媛暖暖指着自己, 道“那你们看我, 是人是还是妖假扮的”
“暖师姐自然是真的。”
“那不就得了,你们不信她,总该信我吧”媛暖暖拍拍胸脯, “我用我的人格担保,她就是绥安,现在可以给我们让路了吧”
几人看了看嬉皮笑脸的媛暖暖, 又看了一眼妖邪之气的和尚与一旁翻着死鱼眼的鱼妖, 惊道“暖师姐被三只妖挟持, 快通知太上长老”
媛暖暖与和尚“”
啵啵挠头, 呵呵笑了笑。
和尚立马道“几位施主,劳烦通传一声,就说禅道寺的天禅子前来拜会。”
守门弟子闻言, 这才认真打量,他们也拿不定主意,恰巧,虚浮和妙木从山外回来。
二人见到绥安, 均是愣了片刻。
妙木“可是安师妹”
绥安点了点头,轻轻一笑胜过一朵盛开的娇花“师姐,我回来了。”
妙木来到绥安面前,拉起她的手,似乎在确定着什么,好一会方才说道“回来就好,想必宗主也能宽心了。”
“对了,我师尊伤得如何了”绥安听言,一直悬着的心,稍微平缓一些了。
“无性命之忧,还需静养数日。”
“那就好。”
虚浮站在二人身后,几次想开口,却始终未曾插上话,他瞧了一眼绥安和妙木,变化极大,似乎只有他一人还停留在原地。

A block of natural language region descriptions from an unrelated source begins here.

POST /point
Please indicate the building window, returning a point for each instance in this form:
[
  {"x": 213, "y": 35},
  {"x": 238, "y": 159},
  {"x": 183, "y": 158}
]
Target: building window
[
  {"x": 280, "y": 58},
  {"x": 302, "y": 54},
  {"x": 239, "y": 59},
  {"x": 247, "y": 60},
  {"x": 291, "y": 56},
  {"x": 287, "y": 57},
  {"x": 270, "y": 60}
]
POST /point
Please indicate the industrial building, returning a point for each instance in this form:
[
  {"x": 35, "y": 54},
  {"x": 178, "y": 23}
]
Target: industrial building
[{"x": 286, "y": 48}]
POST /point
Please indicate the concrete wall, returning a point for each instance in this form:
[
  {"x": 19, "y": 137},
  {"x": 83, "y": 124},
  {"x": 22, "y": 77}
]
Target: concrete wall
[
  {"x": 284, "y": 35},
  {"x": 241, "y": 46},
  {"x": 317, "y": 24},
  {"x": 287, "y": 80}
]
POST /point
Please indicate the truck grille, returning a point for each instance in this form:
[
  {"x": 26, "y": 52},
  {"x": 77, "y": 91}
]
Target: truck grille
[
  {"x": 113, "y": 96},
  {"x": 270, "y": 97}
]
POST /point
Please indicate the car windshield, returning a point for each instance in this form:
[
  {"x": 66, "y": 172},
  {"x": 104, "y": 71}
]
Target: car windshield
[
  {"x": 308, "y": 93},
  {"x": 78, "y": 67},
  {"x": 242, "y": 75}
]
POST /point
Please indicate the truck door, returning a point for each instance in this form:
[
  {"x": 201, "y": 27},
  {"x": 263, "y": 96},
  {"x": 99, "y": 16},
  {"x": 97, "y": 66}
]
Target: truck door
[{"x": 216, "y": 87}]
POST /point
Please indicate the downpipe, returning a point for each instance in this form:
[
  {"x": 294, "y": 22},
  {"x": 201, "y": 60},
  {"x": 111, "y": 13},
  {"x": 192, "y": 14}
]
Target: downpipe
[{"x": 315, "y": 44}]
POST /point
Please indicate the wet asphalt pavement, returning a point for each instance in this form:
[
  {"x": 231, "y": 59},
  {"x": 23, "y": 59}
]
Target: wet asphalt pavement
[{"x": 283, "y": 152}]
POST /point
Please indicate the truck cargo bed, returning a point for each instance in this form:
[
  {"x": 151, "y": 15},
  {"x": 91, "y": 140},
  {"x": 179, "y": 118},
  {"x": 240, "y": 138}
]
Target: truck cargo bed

妙木“先入宗吧,淮家集结了一群人,正浩浩荡荡往斩魔宗而来,也不知意欲何为。”
绥安点头。
守门的弟子却又拦住跟随的鱼妖“妖不得入宗,除非是褪去妖性的灵兽。”
鱼妖被拦,牠颈脖处的鱼鳃和嘴裂开,发出低吼的咕噜声,凶神恶煞,爪子一挥,站在最前的弟子,衣襟被划破,胸膛似豆腐一般被挠出几条稀巴烂的爪印。
一切都在电光石火之间发生,绥安还没反应过来,就听见那弟子惨叫一声。
绥安大喊“啵啵,住手。”
之前,啵啵温顺,不敢反抗红衣女子,那是因为啵啵实力不如人,妖性会让牠屈服于强者,而守门的弟子,修为最高也只是筑基中期,啵啵被拦住路,也自然地将凶性一面展露。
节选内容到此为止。